La storia dietro la celebrazione dell’8 marzo

L’8 marzo non rappresenta solo una data sul calendario, ma un’importante tappa di riflessione sui diritti delle donne e sulle conquiste ottenute nel corso della storia. Questa giornata è stata istituita per richiamare l’attenzione su molteplici disuguaglianze che persistono a livello sociale, politico ed economico. La sua origine affonda le radici nell’Impero russo e il suo riconoscimento ufficiale è avvenuto attraverso l’intervento delle Nazioni Unite. In Italia, il simbolo della mimosa è stato scelto nel 1946 da un gruppo di attiviste dell’Unione donne italiane, tra cui spicca la figura di Teresa Mattei, una partigiana e una delle 21 donne coinvolte nella redazione della Costituzione italiana.

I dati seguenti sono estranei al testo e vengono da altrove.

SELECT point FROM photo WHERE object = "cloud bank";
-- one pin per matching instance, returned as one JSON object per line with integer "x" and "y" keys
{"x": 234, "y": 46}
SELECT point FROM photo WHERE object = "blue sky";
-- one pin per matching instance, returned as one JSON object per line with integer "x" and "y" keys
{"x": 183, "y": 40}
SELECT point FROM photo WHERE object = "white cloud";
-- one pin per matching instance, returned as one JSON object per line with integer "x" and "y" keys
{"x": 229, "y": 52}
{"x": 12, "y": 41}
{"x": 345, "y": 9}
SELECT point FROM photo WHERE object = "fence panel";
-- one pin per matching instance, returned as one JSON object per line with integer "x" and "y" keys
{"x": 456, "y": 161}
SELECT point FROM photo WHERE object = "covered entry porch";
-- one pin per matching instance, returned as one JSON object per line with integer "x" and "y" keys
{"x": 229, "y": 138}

Il primo evento organizzato per onorare i diritti femminili risale al 28 febbraio 1909 negli Stati Uniti, dove il Partito socialista americano promosse questa iniziativa in un contesto di forti mobilitazioni femminili. Durante quell’epoca, le donne lavoratrici, insieme ai movimenti di emancipazione femminile, chiedevano miglioramenti nelle condizioni lavorative, stipendi più giusti e soprattutto il diritto di voto. Nel 1908, una grande manifestazione a New York vide circa 15mila donne unirsi per rivendicare un abbassamento degli orari lavorativi, salari dignitosi e maggiori diritti civili.

L’idea di istituire una giornata internazionale dedicata alle donne venne discussa anche l’anno successivo, durante l’VIII Congresso dell’Internazionale socialista tenutosi a Copenaghen nel 1910. In quell’occasione, la politica tedesca Clara Zetkin propose di creare una ricorrenza annuale dedicata alle rivendicazioni femminili, senza però definire una data specifica. Negli Stati Uniti, continuò ad essere celebrata l’ultima domenica di febbraio, mentre in Europa, in nazioni come Germania, Danimarca e Svizzera, le prime celebrazioni si svolsero nei mesi di marzo del 1911.

Eventi storici che hanno segnato la Giornata internazionale della donna

Oggi, la data dell’8 marzo è strettamente associata alla lotta dei diritti femminili, anche grazie a significativi eventi storici. Una delle prime celebrazioni in questa data si verificò nel 1914, ma uno dei momenti più rilevanti è sicuramente la manifestazione del 1917 a San Pietroburgo, allora capitale dell’Impero russo. Questo evento, durante il quale migliaia di donne scesero in piazza per protestare contro la guerra e le difficili condizioni di vita, contribuì a generare cambiamenti politici sostanziali, culminando pochi giorni dopo nell’abdicazione dello zar. Tale crisi portò alla concessione del diritto di voto alle donne da parte del governo provvisorio che subentrò.

Dopo la rivoluzione bolscevica del 1922, Vladimir Lenin decise di ufficializzare l’8 marzo come data dedicata alle donne. Le Nazioni Unite riconobbero poi ufficialmente la Giornata internazionale della donna nel 1975, confermandone la celebrazione ogni anno l’8 marzo. Questa data ha acquisito significato globale, ma l’Italia rappresenta un caso particolare in cui la tradizione prevede il dono della mimosa, simbolo della giornata, scelto nel 1946 dalle attiviste italiane.

Le caratteristiche della mimosa, fiore semplice e accessibile, lo resero un simbolo perfetto per la celebrazione. Venne proposta come emblema della giornata in una riunione dedicata all’organizzazione dell’8 marzo, dove Teresa Mattei suggerì di utilizzare questo fiore, facilmente reperibile all’inizio di marzo. La mimosa è così diventata il segno distintivo della Giornata internazionale della donna in Italia, mantenendo viva una tradizione che celebra la lotta per i diritti delle donne.